Flight from Byzantium
Quite apart from the extraordinary quality of the writing, what strikes the reader about Flight from Byzantium is the extreme up-to-dateness of Brodsky’s views, for it was as far back as 1985 that the writer confronted with historical rigour and lucid prophetic vision the great theme of the confrontation between East and West, a confrontation that would not long after transform itself into dramatic conflict.
In this musical-poetical work the part of the reciting voice follows one of the many paths traced by Brodsky in his essay.

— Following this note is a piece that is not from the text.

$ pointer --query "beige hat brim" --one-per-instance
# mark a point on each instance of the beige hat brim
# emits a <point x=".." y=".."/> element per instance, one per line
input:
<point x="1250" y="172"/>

The recurrent image of Byzantium as a possible point of equilibrium between an East that is perennially in march towards the West and a West that is perennially engaged in absorbing its impetus accompanies us right to the sad and disenchanted finale of a cup of tea consumed while passing symbolically from one shore of the Bosphorus to the other.
Some of Brodsky’s Nativity Poems, written over the course of a long creative span that covered much of the writer’s life and entrusted here to a madrigalist-type vocal ensemble, are inserted as more lyrical moments amidst the lucid analysis of the East as the “metaphysical centre of humanity”. Deeply imbued with religious sentiment, these poems pursue their own autonomous course of images and emotions, which nonetheless encounters on more than one occasion the images and emotions of the recited part.